Using the 2.2-m MPG/ESO telescope at the La Silla Observatory in Chile, astronomers have captured an image of part of the gigantic nebula Gum 56.

This image snapped by the Wide Field Imager on the 2.2-m MPG/ESO telescope reveals a detailed view of part of the Prawn Nebula, also known as Gum 56. It shows clumps of hot new-born stars nestled in among the clouds that make up the nebula. Image credit: ESO.
Gum 56, also known as IC 4628 or the Prawn Nebula, is a dense concentration of gas and dust ionized by the star cluster Trumpler 24. It lies within the more diffuse nebula RCW 113.
The nebula is located in the constellation Scorpius and is about 6,000 light-years away. It has a diameter of 250 light-years, but despite its huge size it has often been overlooked by visual observers due to its faintness, and because most of the light it emits is at wavelengths not visible to the human eye.

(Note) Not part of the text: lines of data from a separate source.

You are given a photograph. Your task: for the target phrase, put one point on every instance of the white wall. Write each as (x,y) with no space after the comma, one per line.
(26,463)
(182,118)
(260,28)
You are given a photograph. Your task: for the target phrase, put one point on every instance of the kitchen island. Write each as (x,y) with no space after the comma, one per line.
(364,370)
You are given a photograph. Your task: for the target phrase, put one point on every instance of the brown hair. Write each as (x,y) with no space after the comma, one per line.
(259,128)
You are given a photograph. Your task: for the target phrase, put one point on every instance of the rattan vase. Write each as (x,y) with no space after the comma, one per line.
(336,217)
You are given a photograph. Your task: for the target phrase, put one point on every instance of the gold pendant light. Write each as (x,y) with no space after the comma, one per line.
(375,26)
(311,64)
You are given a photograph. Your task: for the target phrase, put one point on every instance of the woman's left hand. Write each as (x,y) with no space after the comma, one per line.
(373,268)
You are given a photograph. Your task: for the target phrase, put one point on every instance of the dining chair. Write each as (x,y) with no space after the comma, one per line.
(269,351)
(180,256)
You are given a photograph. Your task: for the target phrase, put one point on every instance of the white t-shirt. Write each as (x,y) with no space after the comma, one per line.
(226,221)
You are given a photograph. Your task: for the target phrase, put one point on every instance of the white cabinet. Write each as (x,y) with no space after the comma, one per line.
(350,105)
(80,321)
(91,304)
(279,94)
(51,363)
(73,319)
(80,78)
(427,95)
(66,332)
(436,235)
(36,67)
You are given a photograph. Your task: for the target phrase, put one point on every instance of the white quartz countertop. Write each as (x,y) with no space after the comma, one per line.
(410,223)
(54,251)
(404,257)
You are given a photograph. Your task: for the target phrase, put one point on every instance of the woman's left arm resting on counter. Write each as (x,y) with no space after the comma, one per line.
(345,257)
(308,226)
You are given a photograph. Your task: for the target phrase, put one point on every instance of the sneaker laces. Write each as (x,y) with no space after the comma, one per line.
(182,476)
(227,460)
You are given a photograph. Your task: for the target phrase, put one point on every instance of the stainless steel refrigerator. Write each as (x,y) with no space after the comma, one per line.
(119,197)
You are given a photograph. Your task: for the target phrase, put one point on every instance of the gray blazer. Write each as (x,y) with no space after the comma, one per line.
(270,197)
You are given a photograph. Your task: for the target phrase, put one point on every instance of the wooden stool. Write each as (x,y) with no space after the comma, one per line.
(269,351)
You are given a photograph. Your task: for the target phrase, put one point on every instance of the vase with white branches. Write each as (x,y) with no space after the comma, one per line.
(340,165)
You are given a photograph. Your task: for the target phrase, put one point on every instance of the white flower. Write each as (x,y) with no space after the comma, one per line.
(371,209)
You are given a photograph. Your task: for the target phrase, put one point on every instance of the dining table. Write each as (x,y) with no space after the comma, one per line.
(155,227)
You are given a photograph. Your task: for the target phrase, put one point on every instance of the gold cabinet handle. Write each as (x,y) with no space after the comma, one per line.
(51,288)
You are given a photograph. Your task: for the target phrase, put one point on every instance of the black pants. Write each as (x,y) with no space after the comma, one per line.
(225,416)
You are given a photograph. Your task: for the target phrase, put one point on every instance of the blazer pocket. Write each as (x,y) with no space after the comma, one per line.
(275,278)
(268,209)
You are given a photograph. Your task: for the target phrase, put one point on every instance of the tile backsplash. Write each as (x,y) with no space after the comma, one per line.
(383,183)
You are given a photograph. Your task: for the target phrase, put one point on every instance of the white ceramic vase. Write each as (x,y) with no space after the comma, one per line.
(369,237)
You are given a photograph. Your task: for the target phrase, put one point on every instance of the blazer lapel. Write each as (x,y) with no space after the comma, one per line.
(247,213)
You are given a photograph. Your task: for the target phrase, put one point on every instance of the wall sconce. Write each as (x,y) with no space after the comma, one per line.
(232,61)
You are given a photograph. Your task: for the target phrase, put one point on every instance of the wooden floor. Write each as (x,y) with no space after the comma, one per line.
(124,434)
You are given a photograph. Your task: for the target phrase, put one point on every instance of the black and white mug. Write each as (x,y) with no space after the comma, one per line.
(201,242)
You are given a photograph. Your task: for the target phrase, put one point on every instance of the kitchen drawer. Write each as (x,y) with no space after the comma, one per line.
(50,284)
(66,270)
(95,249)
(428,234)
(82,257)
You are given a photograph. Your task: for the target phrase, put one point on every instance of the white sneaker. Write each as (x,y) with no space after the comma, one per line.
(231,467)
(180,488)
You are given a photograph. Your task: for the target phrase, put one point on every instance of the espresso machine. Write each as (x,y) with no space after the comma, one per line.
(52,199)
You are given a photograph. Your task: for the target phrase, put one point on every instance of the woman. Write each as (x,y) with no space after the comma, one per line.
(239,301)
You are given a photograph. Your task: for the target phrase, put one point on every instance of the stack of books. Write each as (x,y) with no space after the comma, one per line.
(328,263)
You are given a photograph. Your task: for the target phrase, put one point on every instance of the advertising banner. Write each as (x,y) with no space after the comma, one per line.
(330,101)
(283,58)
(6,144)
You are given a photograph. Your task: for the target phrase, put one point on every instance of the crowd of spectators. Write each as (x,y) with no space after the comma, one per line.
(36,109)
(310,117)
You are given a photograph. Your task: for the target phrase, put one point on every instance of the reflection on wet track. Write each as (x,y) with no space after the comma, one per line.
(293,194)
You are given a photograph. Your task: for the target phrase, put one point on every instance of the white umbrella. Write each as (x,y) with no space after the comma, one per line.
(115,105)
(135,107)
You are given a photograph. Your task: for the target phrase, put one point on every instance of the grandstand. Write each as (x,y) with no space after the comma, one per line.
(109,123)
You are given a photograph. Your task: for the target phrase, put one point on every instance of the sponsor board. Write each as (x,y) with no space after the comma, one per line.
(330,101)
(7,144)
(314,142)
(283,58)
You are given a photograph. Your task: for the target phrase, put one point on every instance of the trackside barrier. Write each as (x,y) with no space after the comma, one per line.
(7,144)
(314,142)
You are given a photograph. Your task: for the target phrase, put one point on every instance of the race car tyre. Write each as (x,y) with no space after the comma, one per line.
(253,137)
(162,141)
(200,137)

Its official name honors its discoverer, the Australian astronomer Colin Stanley Gum, who published a catalogue of H II regions in 1955.

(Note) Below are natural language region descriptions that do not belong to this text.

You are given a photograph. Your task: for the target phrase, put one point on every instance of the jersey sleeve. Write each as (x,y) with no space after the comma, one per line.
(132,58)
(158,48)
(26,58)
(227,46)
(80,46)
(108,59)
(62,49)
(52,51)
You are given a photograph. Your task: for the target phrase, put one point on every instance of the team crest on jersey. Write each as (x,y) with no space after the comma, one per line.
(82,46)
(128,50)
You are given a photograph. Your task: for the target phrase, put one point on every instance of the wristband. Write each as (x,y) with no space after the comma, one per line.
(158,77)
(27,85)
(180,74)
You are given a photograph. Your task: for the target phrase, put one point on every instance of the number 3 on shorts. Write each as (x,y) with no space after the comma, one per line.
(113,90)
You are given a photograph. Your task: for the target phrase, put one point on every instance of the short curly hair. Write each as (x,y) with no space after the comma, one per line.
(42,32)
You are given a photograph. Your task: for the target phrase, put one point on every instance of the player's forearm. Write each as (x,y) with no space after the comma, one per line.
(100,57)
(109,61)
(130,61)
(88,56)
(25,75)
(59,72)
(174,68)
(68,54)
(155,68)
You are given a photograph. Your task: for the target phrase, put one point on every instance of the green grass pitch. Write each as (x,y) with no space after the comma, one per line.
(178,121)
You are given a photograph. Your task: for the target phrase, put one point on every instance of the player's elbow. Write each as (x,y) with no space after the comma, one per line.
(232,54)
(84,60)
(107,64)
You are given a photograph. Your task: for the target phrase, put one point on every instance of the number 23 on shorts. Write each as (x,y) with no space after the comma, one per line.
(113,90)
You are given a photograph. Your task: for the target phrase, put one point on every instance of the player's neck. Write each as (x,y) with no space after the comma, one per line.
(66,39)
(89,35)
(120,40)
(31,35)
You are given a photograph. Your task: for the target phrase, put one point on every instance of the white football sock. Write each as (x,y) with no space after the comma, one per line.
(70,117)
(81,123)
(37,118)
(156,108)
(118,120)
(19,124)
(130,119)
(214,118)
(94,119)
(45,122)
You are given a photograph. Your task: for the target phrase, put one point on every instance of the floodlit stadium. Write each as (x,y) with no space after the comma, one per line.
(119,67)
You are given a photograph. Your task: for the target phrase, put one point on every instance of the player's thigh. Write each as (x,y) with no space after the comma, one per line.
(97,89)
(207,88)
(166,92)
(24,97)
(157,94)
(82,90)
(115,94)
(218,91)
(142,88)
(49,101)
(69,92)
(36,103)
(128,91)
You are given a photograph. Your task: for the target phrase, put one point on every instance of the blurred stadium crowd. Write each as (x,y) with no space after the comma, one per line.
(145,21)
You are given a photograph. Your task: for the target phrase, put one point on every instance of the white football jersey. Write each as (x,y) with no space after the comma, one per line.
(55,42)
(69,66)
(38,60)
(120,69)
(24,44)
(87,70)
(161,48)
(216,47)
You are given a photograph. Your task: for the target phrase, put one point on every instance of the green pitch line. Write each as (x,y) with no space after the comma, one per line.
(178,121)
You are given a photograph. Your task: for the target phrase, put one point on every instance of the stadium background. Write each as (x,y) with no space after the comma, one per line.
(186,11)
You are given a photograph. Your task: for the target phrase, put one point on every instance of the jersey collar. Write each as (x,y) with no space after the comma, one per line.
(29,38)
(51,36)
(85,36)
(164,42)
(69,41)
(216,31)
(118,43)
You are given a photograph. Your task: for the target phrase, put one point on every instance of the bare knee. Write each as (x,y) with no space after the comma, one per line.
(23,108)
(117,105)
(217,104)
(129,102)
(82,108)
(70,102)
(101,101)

H II regions such as Gum 56 are huge, low density clouds containing a large amount of ionized hydrogen.
A large portion of the ionization in the nebula is done by two O-type stars, which are hot blue-white stars, also known as blue giants.

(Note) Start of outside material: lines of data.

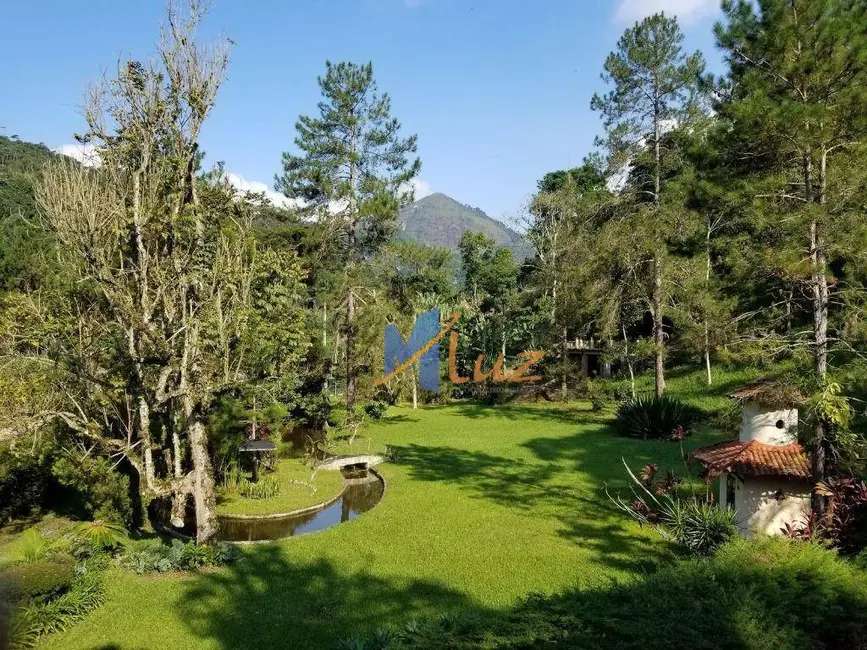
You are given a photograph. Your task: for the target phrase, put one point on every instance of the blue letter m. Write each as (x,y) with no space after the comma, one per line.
(426,327)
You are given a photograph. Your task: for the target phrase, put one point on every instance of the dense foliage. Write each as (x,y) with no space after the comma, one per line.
(768,593)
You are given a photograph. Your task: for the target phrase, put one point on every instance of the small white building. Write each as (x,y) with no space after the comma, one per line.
(765,474)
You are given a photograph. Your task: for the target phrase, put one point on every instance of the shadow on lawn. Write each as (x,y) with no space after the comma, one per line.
(267,600)
(771,594)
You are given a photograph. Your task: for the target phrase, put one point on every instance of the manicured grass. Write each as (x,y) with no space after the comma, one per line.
(300,487)
(483,505)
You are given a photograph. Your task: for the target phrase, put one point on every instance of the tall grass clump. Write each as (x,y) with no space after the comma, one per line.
(653,417)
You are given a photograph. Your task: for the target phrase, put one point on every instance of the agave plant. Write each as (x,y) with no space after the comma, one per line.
(654,417)
(101,535)
(697,525)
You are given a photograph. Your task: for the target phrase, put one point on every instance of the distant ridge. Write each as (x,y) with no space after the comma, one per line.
(439,220)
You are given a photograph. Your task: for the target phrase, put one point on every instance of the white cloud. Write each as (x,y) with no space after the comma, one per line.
(630,11)
(84,153)
(421,188)
(242,184)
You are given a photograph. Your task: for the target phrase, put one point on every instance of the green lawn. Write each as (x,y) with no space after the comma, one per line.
(483,505)
(300,488)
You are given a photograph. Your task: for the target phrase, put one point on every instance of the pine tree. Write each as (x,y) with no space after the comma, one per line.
(656,86)
(795,101)
(353,173)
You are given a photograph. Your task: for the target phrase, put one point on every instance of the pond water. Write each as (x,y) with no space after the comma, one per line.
(362,491)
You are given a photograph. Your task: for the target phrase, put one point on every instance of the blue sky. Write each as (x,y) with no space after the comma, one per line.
(498,91)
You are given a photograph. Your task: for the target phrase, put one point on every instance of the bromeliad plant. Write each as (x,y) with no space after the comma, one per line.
(695,523)
(844,525)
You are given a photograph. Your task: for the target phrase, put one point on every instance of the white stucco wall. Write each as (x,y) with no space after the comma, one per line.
(758,511)
(759,422)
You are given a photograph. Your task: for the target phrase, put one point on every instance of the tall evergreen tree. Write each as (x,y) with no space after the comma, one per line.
(656,86)
(795,100)
(353,172)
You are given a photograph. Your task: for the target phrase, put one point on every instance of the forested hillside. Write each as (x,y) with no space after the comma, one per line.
(439,220)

This type of star is very rare as the very large mass of blue giants means that they do not live for long.
After only roughly a million years these stars will collapse in on themselves and end their lives as supernovae, as will many of the other massive stars within the nebula.
Besides the many newborn stars nestled in Gum 56, this object is still filled with enough dust and gas to create an even newer generation of stars.
The regions of the nebula giving birth to new stars are visible in the image as dense clouds.
The material forming these new stars includes the remains of the most massive stars from an older generation that have already ended their lives and ejected their material in supernova explosions.